In hemochromatosis, weekly or twice-weekly phlebotomies of 500 ml (approximately one pint) of blood are often recommended. This regular blood removal helps reduce iron levels in the body by depleting the iron stores. By removing blood containing excess iron, phlebotomy can restore iron balance and prevent further iron-related damage to organs [1].

Supportive treatment of damaged organs is also an essential component of hemochromatosis management. If organ damage has occurred due to iron overload, specific interventions may be necessary to address those complications. For example, if the liver is affected, treatment may focus on managing liver disease, such as through medications, lifestyle changes, or other interventions aimed at preserving liver function [1].

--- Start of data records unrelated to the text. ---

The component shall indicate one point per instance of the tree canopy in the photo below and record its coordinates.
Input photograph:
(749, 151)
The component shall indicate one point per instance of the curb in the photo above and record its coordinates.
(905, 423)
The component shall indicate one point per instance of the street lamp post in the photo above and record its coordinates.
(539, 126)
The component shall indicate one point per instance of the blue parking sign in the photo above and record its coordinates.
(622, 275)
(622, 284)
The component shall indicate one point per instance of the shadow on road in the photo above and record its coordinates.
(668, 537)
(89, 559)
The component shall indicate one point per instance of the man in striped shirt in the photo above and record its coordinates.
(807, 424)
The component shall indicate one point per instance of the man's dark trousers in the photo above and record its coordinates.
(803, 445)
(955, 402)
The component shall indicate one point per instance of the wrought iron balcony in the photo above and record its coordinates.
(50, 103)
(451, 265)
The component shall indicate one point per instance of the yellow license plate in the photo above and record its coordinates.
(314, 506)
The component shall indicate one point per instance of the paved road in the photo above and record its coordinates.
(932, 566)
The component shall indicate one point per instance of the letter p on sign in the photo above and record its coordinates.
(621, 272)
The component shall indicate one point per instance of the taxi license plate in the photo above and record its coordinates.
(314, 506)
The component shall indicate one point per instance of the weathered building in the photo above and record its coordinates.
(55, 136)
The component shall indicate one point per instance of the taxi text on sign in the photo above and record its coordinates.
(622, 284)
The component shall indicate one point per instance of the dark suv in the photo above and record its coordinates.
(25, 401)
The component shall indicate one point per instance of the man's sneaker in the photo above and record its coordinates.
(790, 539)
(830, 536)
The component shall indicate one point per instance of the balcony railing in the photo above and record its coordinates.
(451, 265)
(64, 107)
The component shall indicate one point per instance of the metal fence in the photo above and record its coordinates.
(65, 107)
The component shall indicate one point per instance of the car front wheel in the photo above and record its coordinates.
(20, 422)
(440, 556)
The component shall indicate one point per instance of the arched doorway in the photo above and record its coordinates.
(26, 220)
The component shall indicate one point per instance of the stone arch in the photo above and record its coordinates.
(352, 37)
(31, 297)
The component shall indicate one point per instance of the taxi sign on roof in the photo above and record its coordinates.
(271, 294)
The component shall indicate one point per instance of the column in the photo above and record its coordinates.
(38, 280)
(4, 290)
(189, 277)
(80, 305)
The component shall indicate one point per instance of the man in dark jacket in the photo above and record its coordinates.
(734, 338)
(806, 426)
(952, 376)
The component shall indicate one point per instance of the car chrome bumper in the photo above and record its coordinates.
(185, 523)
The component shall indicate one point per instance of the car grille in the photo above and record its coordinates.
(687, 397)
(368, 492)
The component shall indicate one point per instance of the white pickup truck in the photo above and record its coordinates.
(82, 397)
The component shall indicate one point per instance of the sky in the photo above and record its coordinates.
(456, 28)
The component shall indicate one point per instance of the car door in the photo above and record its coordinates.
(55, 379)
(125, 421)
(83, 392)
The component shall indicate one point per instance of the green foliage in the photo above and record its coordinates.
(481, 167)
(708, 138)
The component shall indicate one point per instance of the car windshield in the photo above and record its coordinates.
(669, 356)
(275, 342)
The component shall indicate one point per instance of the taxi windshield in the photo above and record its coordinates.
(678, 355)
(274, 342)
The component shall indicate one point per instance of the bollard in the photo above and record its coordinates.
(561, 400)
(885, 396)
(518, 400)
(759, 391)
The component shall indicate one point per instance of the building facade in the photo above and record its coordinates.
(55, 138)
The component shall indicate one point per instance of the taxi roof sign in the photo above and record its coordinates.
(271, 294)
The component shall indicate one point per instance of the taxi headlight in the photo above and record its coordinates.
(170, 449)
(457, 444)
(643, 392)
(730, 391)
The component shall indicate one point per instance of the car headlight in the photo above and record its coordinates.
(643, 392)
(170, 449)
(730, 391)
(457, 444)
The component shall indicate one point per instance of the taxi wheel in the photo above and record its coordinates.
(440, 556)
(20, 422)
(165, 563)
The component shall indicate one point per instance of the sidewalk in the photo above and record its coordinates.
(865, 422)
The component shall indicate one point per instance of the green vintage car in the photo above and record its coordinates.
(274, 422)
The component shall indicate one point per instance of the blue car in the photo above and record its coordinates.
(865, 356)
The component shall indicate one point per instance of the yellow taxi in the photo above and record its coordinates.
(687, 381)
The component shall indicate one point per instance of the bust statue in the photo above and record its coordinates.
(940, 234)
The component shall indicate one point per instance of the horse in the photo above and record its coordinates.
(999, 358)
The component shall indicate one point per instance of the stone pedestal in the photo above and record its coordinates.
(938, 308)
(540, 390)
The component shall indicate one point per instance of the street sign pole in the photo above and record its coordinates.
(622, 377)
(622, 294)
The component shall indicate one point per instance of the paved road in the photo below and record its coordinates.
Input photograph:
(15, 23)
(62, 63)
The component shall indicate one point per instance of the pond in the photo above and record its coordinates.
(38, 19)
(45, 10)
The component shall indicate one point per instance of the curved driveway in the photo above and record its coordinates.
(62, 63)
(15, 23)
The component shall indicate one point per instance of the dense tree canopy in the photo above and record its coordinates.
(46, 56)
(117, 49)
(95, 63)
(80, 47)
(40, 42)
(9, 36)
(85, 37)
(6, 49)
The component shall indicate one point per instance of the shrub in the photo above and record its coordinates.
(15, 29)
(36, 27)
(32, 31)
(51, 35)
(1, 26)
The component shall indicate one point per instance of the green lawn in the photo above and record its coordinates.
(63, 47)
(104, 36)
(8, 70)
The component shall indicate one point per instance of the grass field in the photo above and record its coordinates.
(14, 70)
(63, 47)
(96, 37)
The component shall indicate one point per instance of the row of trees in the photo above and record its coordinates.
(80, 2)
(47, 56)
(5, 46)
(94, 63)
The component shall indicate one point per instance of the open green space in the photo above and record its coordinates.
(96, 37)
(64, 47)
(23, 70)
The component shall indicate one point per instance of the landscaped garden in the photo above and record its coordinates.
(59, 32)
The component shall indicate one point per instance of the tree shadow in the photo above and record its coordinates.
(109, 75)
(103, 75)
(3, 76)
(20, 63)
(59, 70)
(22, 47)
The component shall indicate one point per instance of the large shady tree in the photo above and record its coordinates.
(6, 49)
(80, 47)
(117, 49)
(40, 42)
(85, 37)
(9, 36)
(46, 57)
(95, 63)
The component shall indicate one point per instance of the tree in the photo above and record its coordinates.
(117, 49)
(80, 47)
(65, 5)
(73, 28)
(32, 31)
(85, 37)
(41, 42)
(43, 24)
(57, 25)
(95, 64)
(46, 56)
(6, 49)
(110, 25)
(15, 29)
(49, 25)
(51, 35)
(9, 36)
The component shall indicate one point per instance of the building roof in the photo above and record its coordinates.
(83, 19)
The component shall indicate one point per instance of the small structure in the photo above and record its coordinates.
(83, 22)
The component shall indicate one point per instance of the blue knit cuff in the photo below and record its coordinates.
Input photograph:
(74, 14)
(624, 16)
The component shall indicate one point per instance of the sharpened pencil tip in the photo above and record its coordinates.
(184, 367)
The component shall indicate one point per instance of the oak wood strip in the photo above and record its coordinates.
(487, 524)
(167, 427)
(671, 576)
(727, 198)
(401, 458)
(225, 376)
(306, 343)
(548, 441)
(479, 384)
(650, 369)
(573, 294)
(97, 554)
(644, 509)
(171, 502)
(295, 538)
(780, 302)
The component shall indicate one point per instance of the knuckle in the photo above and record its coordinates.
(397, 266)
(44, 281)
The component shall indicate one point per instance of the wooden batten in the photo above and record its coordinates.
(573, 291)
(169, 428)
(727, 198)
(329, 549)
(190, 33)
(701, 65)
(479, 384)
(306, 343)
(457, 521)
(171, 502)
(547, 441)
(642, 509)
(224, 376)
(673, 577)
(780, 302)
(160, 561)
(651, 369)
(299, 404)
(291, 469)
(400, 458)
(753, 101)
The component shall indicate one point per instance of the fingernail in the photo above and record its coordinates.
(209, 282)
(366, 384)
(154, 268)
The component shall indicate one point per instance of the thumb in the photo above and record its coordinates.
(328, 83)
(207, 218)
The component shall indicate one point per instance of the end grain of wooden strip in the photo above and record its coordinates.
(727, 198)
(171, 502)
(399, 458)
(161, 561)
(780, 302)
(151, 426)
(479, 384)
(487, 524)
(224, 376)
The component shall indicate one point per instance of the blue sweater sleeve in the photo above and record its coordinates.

It is important for individuals with hemochromatosis to work closely with their healthcare providers to develop a personalized treatment plan that considers their specific needs and circumstances. Regular monitoring of iron levels, organ function, and overall health is crucial to ensure effective management and prevention of complications associated with hemochromatosis.

Conclusion

In the course of thalassemia major, hemochromatosis frequently develops and necessitates long-term transfusion therapy, which causes transfusional hemosiderosis. It is vital to constantly monitor patients even if clinically asymptomatic in order to prevent potential problems from chronic iron overload. These patients may even show up on imaging tests before their condition has advanced. Therefore, radiologists should get more involved in the identification of hemochromatosis patients. The gold standard method for assessing organ-specific hemosiderosis is MRI, a non-invasive technology used for analyzing, distribution, recognition, grading, and tracking response to therapy in high iron levels.